A Russian robotic spacecraft that was headed to the lunar surface has crashed into the moon, Russia’s space agency said on Sunday, citing the results of a preliminary investigation a day after it lost contact with the vehicle.
It is the latest setback in spaceflight for a country that during the Cold War became the first nation, as the Soviet Union, to put a satellite, a man and then a woman in orbit.
The Luna-25 lander, Russia’s first space launch to the moon’s surface since the 1970s, entered lunar orbit last Wednesday and was supposed to land as early as Monday. On Saturday afternoon Moscow time, according to Roscosmos, the Russian space agency, the spacecraft received orders to enter an orbit that would set it up for a lunar landing. But an unexplained “emergency situation” occurred, and the orbital adjustment did not occur.
On Sunday, Roscosmos said that measures to find and re-establish contact with the craft had failed, and that it calculated the failure of the adjustment meant that Luna-25 had deviated from its planned orbit and “ceased its existence as a result of a collision with the lunar surface”.

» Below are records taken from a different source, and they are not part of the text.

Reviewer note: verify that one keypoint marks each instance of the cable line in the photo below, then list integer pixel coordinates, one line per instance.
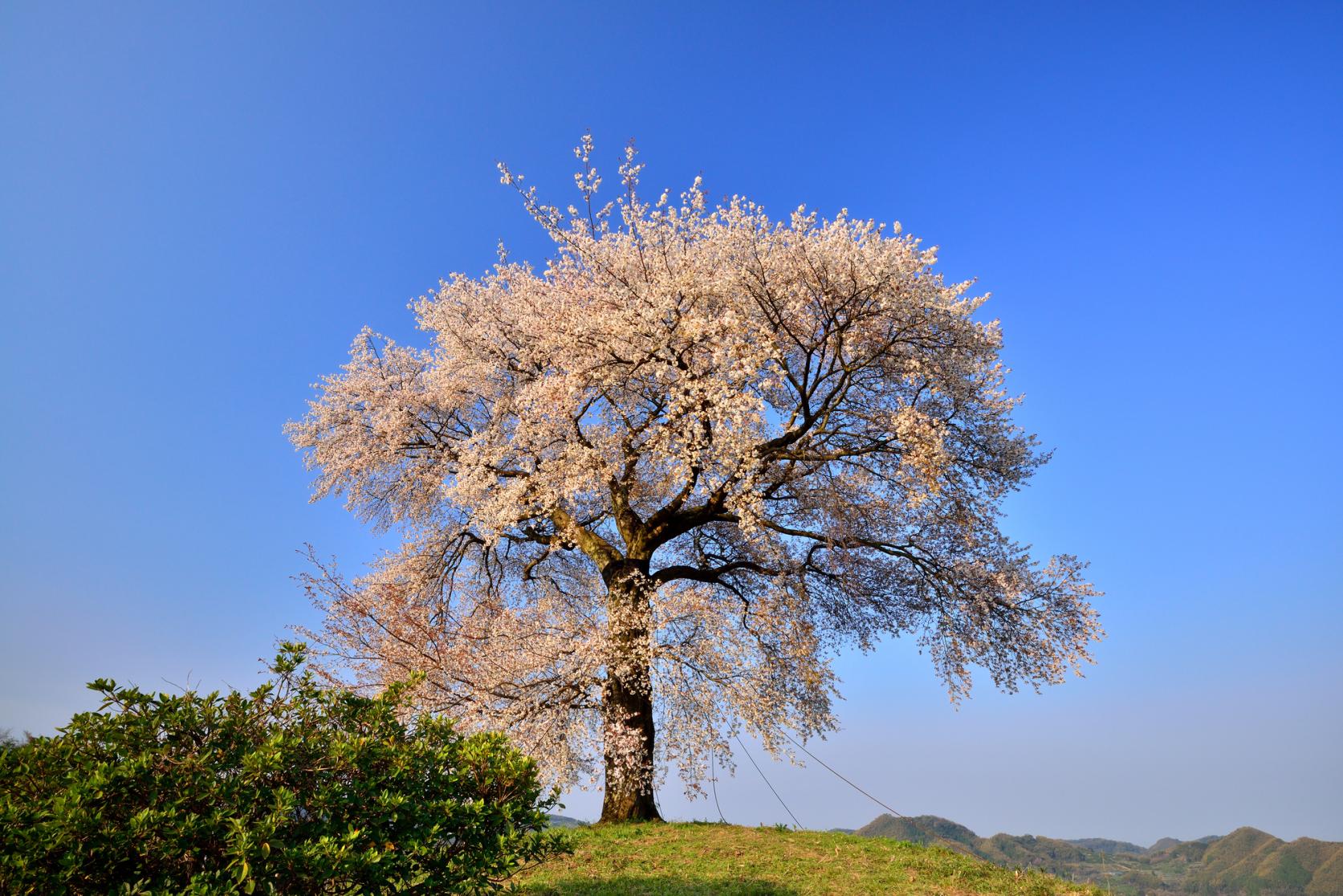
(796, 822)
(957, 846)
(714, 782)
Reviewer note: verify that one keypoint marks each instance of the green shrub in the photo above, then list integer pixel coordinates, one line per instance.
(291, 788)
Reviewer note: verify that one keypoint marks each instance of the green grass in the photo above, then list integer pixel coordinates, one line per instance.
(684, 860)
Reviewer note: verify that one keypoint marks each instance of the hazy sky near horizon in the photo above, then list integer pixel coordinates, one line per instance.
(201, 205)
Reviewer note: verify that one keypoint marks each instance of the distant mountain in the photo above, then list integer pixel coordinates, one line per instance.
(564, 821)
(1113, 846)
(1244, 863)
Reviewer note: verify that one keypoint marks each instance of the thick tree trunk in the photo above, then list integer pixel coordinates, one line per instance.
(628, 702)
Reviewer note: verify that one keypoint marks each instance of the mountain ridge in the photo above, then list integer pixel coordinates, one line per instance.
(1247, 861)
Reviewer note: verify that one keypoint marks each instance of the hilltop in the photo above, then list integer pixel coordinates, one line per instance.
(726, 860)
(1245, 861)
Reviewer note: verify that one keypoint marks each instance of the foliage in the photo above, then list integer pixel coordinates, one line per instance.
(648, 492)
(291, 788)
(1245, 863)
(726, 860)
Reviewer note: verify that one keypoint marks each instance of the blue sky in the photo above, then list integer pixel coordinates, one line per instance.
(201, 206)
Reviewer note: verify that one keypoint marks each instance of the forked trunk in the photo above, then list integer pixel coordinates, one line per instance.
(628, 703)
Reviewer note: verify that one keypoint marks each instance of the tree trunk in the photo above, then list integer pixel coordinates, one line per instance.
(628, 700)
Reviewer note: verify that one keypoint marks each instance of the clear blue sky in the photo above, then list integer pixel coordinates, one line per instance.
(201, 205)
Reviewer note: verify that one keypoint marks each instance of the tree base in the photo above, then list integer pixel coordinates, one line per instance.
(632, 808)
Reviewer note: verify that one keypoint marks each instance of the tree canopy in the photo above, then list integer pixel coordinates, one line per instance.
(648, 491)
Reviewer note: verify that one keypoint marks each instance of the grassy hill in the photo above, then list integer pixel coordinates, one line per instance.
(700, 858)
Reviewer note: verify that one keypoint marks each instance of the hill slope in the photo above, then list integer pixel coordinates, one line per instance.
(698, 858)
(1244, 861)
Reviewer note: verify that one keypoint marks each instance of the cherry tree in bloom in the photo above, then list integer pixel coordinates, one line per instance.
(648, 492)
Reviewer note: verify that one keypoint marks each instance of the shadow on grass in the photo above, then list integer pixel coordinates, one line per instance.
(665, 886)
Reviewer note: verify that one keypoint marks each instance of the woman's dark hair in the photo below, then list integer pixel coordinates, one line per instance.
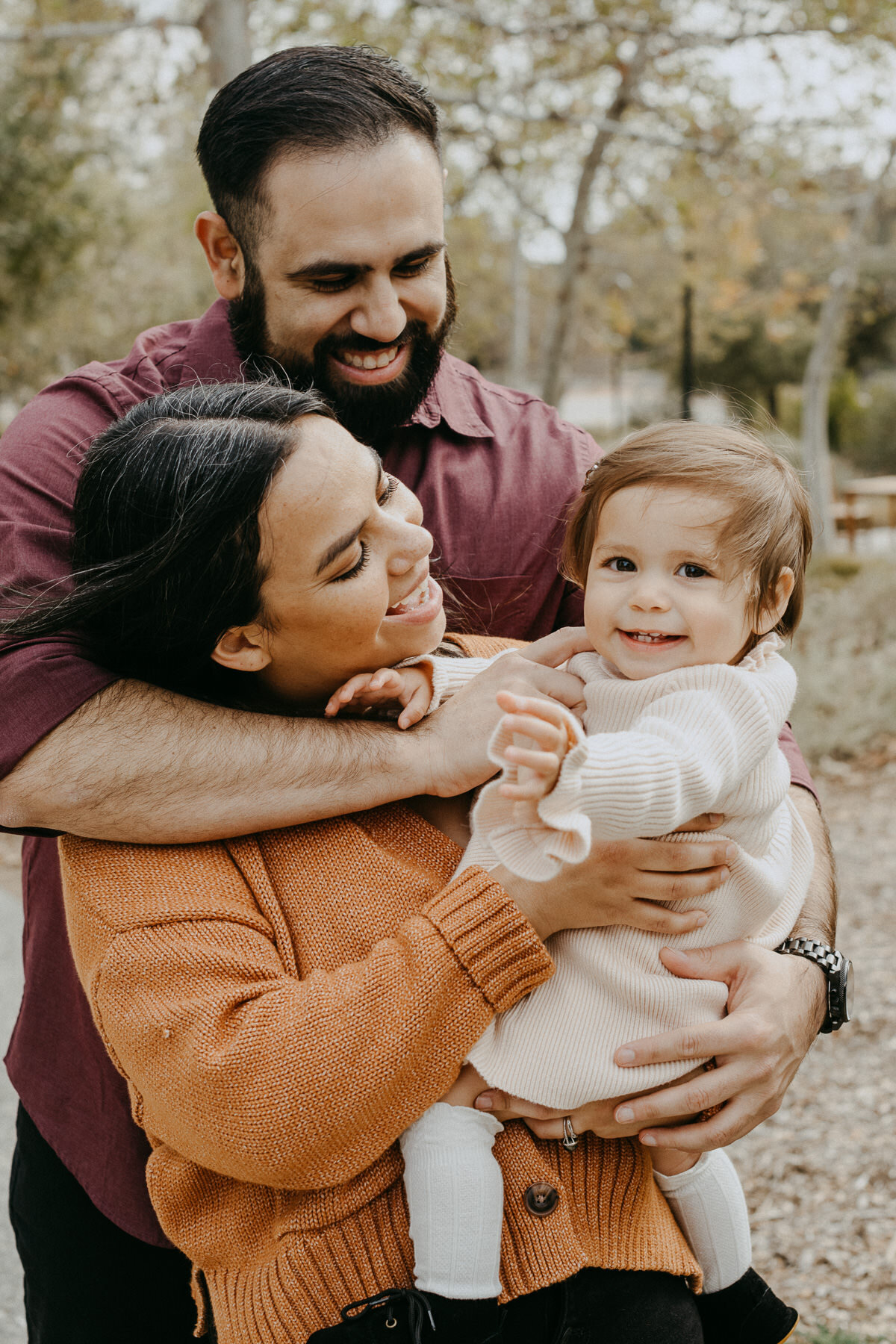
(304, 100)
(166, 537)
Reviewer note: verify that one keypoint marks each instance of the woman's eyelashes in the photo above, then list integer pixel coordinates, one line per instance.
(388, 487)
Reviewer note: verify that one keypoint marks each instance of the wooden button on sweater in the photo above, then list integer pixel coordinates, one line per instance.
(541, 1199)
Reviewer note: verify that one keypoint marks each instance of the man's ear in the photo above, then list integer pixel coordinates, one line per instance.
(223, 253)
(243, 648)
(777, 605)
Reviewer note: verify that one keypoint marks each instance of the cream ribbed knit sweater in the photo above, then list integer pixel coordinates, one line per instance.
(657, 753)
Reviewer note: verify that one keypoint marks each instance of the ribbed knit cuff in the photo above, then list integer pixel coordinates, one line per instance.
(491, 937)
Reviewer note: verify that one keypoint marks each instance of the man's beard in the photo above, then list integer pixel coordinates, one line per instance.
(370, 413)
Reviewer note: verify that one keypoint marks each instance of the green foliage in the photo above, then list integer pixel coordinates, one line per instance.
(45, 211)
(865, 425)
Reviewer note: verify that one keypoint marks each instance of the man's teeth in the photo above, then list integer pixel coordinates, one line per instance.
(415, 598)
(381, 361)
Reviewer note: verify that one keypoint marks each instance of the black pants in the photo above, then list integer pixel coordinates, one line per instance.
(87, 1280)
(594, 1307)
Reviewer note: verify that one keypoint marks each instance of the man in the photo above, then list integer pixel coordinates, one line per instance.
(327, 249)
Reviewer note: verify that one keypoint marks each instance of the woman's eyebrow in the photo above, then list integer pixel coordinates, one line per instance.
(343, 544)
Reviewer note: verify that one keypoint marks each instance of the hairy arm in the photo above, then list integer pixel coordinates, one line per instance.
(144, 765)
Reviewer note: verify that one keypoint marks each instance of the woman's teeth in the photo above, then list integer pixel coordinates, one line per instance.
(381, 361)
(415, 598)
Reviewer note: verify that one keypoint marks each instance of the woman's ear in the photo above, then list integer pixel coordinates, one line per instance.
(243, 648)
(777, 605)
(223, 253)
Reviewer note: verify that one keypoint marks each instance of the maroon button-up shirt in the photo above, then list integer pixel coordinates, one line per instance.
(494, 470)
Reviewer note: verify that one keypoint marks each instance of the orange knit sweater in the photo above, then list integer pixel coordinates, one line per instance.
(282, 1007)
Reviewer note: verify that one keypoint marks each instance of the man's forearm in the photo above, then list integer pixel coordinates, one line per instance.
(144, 765)
(818, 915)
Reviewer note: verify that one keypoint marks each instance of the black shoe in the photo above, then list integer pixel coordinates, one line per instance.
(408, 1316)
(746, 1312)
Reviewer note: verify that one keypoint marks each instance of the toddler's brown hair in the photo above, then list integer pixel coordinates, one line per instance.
(770, 522)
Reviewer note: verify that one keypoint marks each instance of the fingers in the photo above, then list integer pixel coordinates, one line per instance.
(706, 821)
(688, 856)
(546, 715)
(656, 918)
(415, 707)
(726, 1036)
(496, 1100)
(347, 692)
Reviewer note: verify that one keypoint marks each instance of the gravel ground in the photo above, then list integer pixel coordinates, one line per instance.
(821, 1174)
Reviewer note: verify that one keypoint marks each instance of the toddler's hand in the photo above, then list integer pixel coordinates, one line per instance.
(554, 732)
(408, 687)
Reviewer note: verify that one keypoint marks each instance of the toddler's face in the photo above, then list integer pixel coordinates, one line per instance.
(657, 597)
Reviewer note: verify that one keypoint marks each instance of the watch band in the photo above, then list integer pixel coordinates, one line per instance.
(836, 968)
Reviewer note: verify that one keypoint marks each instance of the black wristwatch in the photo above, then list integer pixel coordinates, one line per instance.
(839, 972)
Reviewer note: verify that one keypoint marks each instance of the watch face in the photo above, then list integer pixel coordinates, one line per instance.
(847, 991)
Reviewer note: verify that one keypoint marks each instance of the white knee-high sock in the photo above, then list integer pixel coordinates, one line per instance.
(455, 1198)
(709, 1207)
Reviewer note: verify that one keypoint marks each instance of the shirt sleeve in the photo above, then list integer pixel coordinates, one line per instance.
(42, 682)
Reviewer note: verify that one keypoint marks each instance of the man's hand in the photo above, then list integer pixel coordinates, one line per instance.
(775, 1007)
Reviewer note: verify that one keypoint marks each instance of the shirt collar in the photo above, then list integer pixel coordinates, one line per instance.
(450, 399)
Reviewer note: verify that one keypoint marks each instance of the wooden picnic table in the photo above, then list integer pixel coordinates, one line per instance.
(880, 487)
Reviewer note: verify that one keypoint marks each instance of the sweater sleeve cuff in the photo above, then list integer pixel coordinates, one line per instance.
(447, 676)
(492, 940)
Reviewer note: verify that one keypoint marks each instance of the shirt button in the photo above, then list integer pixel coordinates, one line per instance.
(541, 1199)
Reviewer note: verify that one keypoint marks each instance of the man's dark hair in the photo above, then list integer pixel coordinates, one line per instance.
(302, 100)
(166, 535)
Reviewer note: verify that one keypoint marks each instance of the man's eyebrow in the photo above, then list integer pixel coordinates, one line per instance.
(343, 544)
(332, 267)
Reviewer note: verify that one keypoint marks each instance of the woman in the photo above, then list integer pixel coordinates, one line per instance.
(285, 1004)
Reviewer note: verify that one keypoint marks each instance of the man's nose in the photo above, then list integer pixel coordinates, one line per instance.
(379, 315)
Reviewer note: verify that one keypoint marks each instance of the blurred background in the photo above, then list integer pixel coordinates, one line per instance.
(659, 208)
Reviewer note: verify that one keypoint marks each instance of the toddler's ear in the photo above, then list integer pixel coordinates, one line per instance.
(777, 605)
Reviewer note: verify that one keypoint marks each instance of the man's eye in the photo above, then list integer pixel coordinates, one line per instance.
(332, 287)
(414, 268)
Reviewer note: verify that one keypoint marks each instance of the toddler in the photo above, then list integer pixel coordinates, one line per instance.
(691, 544)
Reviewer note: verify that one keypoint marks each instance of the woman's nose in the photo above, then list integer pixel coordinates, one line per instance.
(414, 544)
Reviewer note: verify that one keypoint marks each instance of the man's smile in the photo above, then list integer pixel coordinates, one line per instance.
(358, 366)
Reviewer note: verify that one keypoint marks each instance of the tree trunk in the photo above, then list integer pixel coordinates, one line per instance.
(225, 28)
(576, 237)
(687, 349)
(820, 369)
(519, 367)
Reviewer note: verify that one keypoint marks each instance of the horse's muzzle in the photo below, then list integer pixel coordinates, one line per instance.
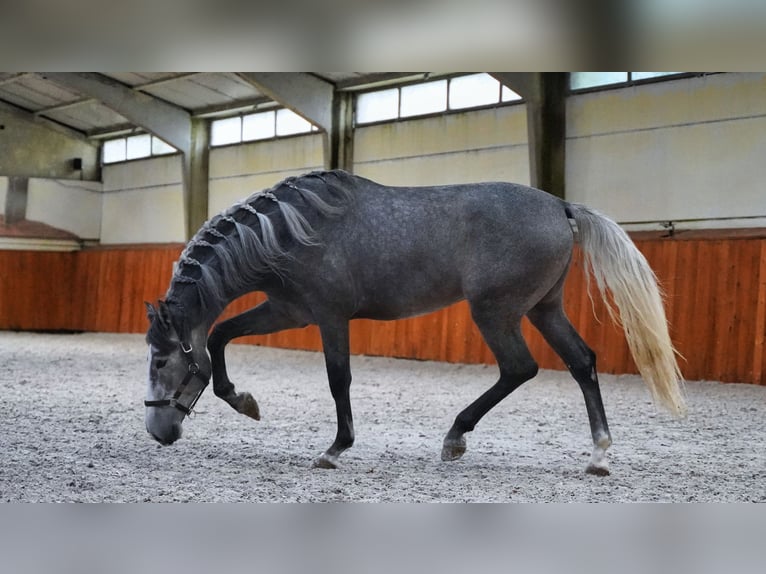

Luna-25, which launched on August 11, was aiming to be the first mission to reach the moon’s south polar region. Government space programmes and private companies are interested in that part of the moon because they believe it may contain water ice that could be used by astronauts for future space missions.
Eye on India
India will now get the chance to land the first probe in the lunar south pole’s vicinity. Its Chandrayaan-3 mission launched in July and is scheduled to attempt a landing on Wednesday.
That India may succeed after Russia failed would be a blow to President Vladimir V. Putin, who has used Russian achievements in space as part and parcel of his hold on power.
Disappointments
In recent decades, Russia’s exploration of Earth’s solar system has fallen a long way from the heights of the Soviet era. The last unqualified success was more than 35 years ago when the Soviet Union was still intact. A pair of twin spacecraft, Vega 1 and Vega 2, launched six days apart. Six months later, the two spacecraft flew past Venus, each dropping a capsule that contained a lander that successfully set down on the hellish planet’s surface, as well as a balloon that, when released, floated through the atmosphere. Subsequent missions to Mars that launched in 1988 and 1996 failed.
The embarrassing nadir came in 2011 with Phobos-Grunt, which was supposed to land on Phobos, the larger of Mars’s two moons, and bring back samples of rock and dirt to Earth. But Phobos-Grunt never made it out of Earth’s orbit after the engines that were to send it to Mars did not fire.